This takes 2.3 seconds to execute: Image

This is not ideal in parallel environments, because a lot of computation time would be taken up by rebuilding Python objects.

Potential solutions

One way around this is to rebuild these objects from their filenames where possible. Here is my thinking:

  1. Keep track of paths + filenames of rotation models, topologies, etc. For example, every pygplates.RotationModel would have a filenames attribute that is a list containing all the .rot files that went into the rotation_model. This is similar to what we had earlier implemented for pickle support in the PlateReconstruction object (gplately v1.x)
  2. Work out if objects have been modified or not. If someone has tinkered with their rotation model then set modified=1, otherwise modified=0. One could use setters/getters or a context manager to catch any modifications to rotation models at the pygplates level.

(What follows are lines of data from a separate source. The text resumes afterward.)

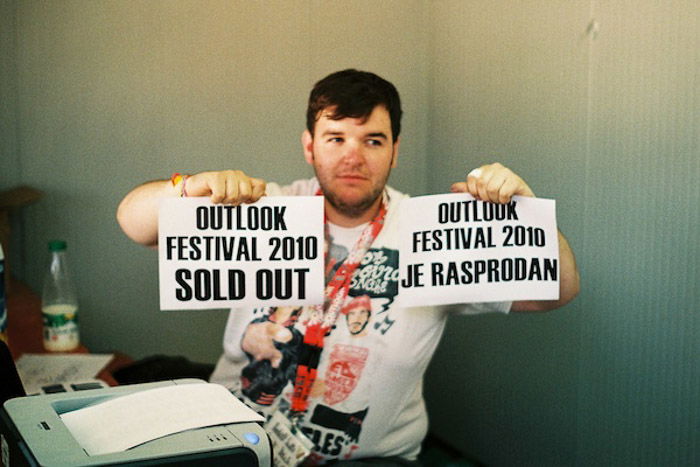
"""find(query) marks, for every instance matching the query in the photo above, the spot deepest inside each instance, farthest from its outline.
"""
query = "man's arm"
(137, 214)
(498, 184)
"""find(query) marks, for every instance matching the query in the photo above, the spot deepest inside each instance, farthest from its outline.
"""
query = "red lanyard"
(323, 316)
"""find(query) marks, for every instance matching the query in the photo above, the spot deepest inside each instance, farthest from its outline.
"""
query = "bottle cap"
(57, 245)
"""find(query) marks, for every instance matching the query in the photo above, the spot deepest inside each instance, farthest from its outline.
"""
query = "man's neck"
(343, 220)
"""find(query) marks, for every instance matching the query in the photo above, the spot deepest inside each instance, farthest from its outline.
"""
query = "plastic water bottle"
(3, 305)
(59, 305)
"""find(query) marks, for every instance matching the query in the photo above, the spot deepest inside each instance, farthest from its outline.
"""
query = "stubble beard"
(358, 208)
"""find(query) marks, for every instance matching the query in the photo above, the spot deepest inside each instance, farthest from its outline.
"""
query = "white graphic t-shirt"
(367, 399)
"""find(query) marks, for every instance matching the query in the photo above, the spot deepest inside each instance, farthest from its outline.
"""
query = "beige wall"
(108, 94)
(113, 93)
(596, 104)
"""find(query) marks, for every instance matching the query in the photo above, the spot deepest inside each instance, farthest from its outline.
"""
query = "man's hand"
(226, 186)
(138, 212)
(493, 182)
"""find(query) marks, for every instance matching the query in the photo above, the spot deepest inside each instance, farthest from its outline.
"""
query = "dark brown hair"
(354, 94)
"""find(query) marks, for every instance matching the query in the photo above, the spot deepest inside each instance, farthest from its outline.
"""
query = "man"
(354, 398)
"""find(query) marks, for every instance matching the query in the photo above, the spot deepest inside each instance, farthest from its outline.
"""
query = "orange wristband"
(178, 180)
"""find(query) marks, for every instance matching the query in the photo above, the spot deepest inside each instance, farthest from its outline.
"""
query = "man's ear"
(307, 144)
(395, 153)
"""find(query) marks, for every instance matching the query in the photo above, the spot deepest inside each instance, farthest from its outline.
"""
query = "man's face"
(352, 159)
(357, 320)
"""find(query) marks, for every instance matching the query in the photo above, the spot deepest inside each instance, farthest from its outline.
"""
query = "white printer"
(33, 433)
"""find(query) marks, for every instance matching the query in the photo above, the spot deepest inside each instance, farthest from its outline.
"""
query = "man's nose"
(353, 153)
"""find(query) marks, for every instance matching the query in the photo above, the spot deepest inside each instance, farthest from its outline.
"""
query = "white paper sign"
(455, 249)
(222, 256)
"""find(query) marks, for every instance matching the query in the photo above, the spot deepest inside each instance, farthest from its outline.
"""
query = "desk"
(25, 327)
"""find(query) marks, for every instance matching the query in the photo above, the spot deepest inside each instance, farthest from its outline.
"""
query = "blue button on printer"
(252, 438)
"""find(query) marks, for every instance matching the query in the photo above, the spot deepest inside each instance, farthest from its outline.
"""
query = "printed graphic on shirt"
(344, 371)
(271, 344)
(334, 430)
(340, 398)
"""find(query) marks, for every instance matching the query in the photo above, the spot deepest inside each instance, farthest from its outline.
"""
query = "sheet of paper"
(222, 256)
(127, 421)
(38, 370)
(455, 249)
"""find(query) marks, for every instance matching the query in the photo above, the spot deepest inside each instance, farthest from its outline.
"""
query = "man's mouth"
(352, 177)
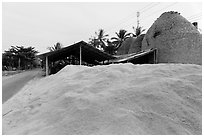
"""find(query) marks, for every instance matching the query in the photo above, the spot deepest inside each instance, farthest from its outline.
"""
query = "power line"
(149, 6)
(170, 5)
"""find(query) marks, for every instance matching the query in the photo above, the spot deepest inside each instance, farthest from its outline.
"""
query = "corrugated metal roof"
(129, 57)
(90, 54)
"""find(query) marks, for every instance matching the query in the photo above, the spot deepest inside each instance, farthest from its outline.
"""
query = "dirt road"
(12, 84)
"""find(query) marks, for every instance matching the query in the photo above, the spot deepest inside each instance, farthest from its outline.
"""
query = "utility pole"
(138, 22)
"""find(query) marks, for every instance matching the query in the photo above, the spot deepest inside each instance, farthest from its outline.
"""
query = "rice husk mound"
(112, 99)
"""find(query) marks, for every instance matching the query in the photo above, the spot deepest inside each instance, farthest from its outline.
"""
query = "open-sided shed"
(82, 50)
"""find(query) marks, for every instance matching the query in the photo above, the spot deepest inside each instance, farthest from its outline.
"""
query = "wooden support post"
(46, 66)
(80, 55)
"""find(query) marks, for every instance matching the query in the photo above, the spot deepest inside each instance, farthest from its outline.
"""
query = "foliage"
(19, 57)
(57, 46)
(99, 40)
(137, 31)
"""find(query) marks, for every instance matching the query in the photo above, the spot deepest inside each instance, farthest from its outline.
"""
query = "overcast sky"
(43, 24)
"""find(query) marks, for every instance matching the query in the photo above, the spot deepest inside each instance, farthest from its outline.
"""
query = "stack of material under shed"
(176, 39)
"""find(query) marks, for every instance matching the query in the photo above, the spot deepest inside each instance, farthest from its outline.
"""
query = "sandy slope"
(13, 83)
(113, 99)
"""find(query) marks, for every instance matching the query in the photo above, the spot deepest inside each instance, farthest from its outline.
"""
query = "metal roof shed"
(82, 50)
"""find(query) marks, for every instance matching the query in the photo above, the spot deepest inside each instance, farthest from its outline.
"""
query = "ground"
(13, 83)
(112, 99)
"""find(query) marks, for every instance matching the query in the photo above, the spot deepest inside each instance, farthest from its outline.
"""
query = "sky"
(43, 24)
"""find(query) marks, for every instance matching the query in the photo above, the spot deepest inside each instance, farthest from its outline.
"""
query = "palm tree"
(55, 47)
(137, 31)
(111, 47)
(99, 40)
(122, 35)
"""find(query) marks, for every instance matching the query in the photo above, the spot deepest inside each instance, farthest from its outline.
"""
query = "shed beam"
(46, 66)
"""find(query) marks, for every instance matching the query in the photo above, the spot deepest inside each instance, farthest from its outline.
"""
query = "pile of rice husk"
(131, 45)
(111, 99)
(176, 39)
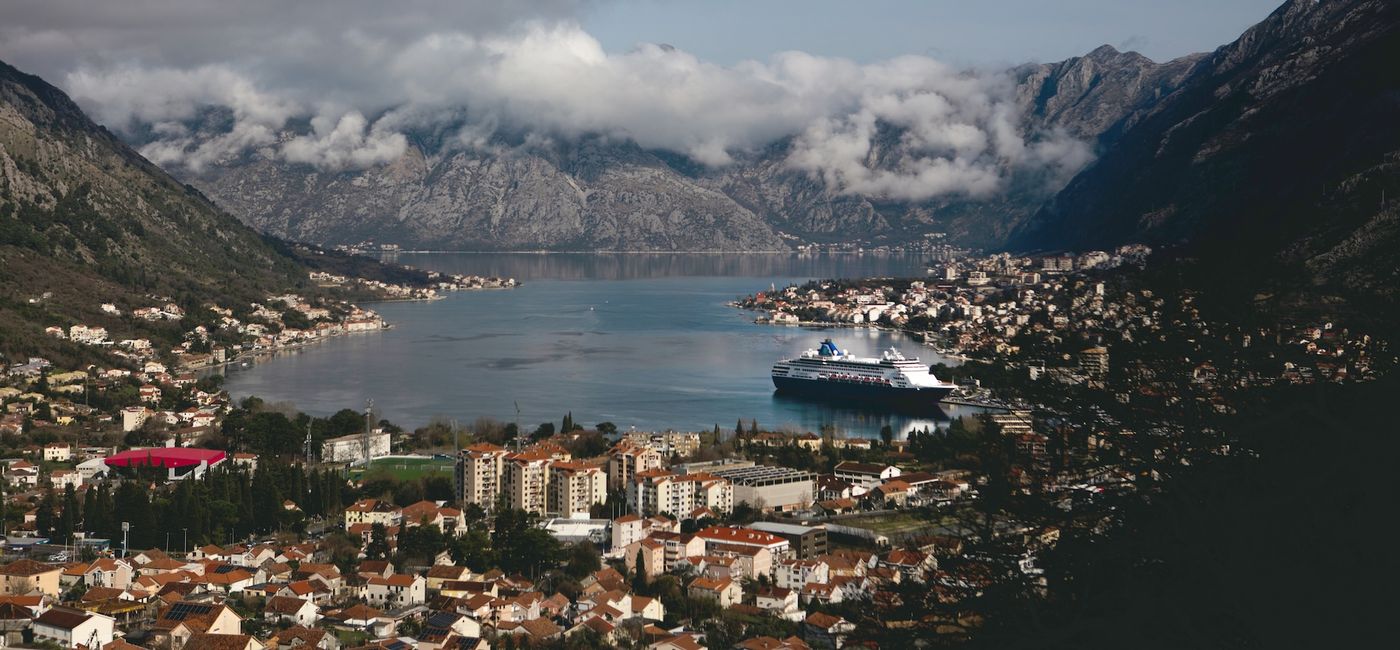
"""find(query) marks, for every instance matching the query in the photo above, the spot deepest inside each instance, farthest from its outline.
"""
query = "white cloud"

If modified=0 then the filenames are picked, if modified=1 then the data inside are pickled. I think this would catch all use case scenarios. For instance, if two unmodified rotation models get concatenated then a new rotation model is returned with both filenames concatenated and modified=0. The same goes for gpml files.

What do you think?

Overkill option

If one wanted to get very fancy, then any modifications to the original rotation model (loaded from the .rot file) could be pickled, rather than all the data. This could be quite tricky though, especially in the case of gpml files since it's much harder to track changes to shapes than numbers in an array.

brmather avatar Nov 25 '25 04:11 brmather

Thanks @brmather, some good ideas in there.

But it would be good to make a point release to address this issue so people who install via conda don't get upset when their parallel routines fail.

Yes, we plan to do a minor release early in the new year (was planned for this year, but a bit rushed now). It'll also include upgrades to the seafloor gridding. Along with an associated minor release for pyGPlates containing a needed bug-fix. Ie, GPlately 2.1 and pyGPlates 1.1.

This takes 2.3 seconds to execute:

That would be due to the loading/parsing of the gpml/rot files (when rebuilding the pygplates.RotationModel and pygplates.FeatureCollection objects, on the parallel CPUs, from pickled filenames). So there's no pickling of pyGPlates objects here - only the filenames.

This takes 9.4 seconds to execute:

That would be due to pickling of the pygplates.RotationModel and pygplates.FeatureCollection objects themselves, that DataServer returns (unlike PlateModelManager which returns filenames). And when pyGPlates pickles those two types of objects it doesn't load the data from files (as you surmised) - it just serialises the internal data and transports that (and then unserialises on the other end).

One issue that seems to have come up in the 2.0 release is that pickling / unpickling objects is much slower. I think this is because the data within rotation models, static polygons, topologies, etc. is being pickled rather than just the filenames.

Yes, that was the cause of the slowness. This was fixed somewhat in #352, by essentially pickling the filenames when available. So that's in 2.0. And it's why using PlateModelManager avoids the slowness - because, unlike DataServer, it returns filenames instead of pygplates objects. So if you replace DataServer with PlateModelManager in your example above then it should run faster.

To better support DataServer I'm planning to optimise the pickling in pyGPlates, and have that in the next pyGPlates release. If I can get the pickling performance to be comparable to the actual loading of pygplates.RotationModel and pygplates.FeatureCollection from gpml/rot files (as in the 2.3 second example above) then it'll be fast enough.

If the performance isn't fast enough then I'll try some of your ideas about tracking filenames directly in the pygplates objects (so that filenames can be pickled where possible) - eg, when DataServer creates a pygplates.FeatureCollection from a filename (obtained from the PlateModelManager it uses internally) then pyGPlates can record that filename inside the pygplates.FeatureCollection, for subsequent pickling.

If we can pickle the pygplates objects themselves then that would be best since it should work in all scenarios. Because it doesn't require the original file(s) to be present. For example, maybe a pygplates.RotationModel was created from a temporary file that no longer exists, and so pickling the filename would not work. Another example is a file getting modified between when it was first loaded into a pygplates object (eg, in a GPlately PlateReconstruction) and when that object is pickled for parallel processing. You'd expect the unmodified pygplates object to be transported/pickled (because you loaded it from the unmodified rotation file). This might be where your modified=1 example comes into play, although I think you're referring to modifications to the actual pygplates objects there, rather than modifications to the files they were loaded from.

But yeah, until the next release, it's best to use PlateModelManager instead of DataServer for parallel work.

jcannon-gplates avatar Nov 25 '25 10:11 jcannon-gplates